Dimension	Weight	What to Assess
Reasoning Depth	High	Simple lookup → multi-step logic → deep chain-of-thought
Code Generation	Medium	None → simple scripts → multi-file complex → architecture design
Context Length	Medium	<4K → 4K-32K → 32K-128K → >128K tokens
Tool Use / Agentic	High	Single shot → multi-turn tools → autonomous agent loop
Domain Expertise	Low	General → specialized (math, legal, medical, Chinese content)
Output Quality	Medium	Draft OK → production → customer-facing critical
Latency	Low	Batch OK → real-time interactive

Step 2: Estimate Token Usage

Task Complexity	Input Tokens	Output Tokens
Trivial (single Q&A)	500 – 2K	200 – 1K
Simple (few exchanges)	2K – 8K	1K – 4K
Medium (multi-turn agent, 5-10 tools)	8K – 40K	4K – 16K
Complex (deep agent, 10-30 tools)	40K – 150K	16K – 50K
Heavy (autonomous loop, 30+ tools)	150K – 500K+	50K – 200K+

Step 3: Run Scripts

# Ensure pricing is fresh
python scripts/fetch_pricing.py

# Get recommendation
python scripts/advise.py --task "<user's task description>"

Step 4: Present Recommendation

Format the output with:

Task complexity analysis
Top 3 model picks with cost
Comparison vs user's current model (if known)
Any pitfalls (R1 reasoning tokens, context window limits, etc.)
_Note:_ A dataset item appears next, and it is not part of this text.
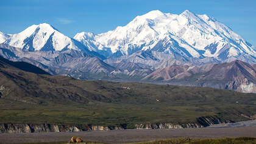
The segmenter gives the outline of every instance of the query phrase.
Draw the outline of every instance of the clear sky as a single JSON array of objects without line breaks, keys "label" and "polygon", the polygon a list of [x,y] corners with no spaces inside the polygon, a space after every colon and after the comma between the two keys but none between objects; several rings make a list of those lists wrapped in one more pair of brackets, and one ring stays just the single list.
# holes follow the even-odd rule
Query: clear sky
[{"label": "clear sky", "polygon": [[106,32],[151,10],[207,14],[256,46],[256,0],[0,0],[0,31],[46,22],[70,37]]}]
Pitfalls to Warn Users About

Script internals (for maintenance):

Tier keys in pricing JSON are strings, not ints — pricing_cache dict uses "1" not 1. The advise script casts them internally, but direct lookups must match.
Keyword matching order matters — put longer-specific keywords (e.g., 'production') before shorter ambiguous ones ('pr') to avoid substring false positives. Split on word boundaries.

User-facing pitfalls:

R1/o3 reasoning tokens are hidden: Sticker price hides massive output consumption. Real cost is 3-5× higher for reasoning models.
Context is not free: Models with 1M context (Gemini) charge for every token in the window, used or not.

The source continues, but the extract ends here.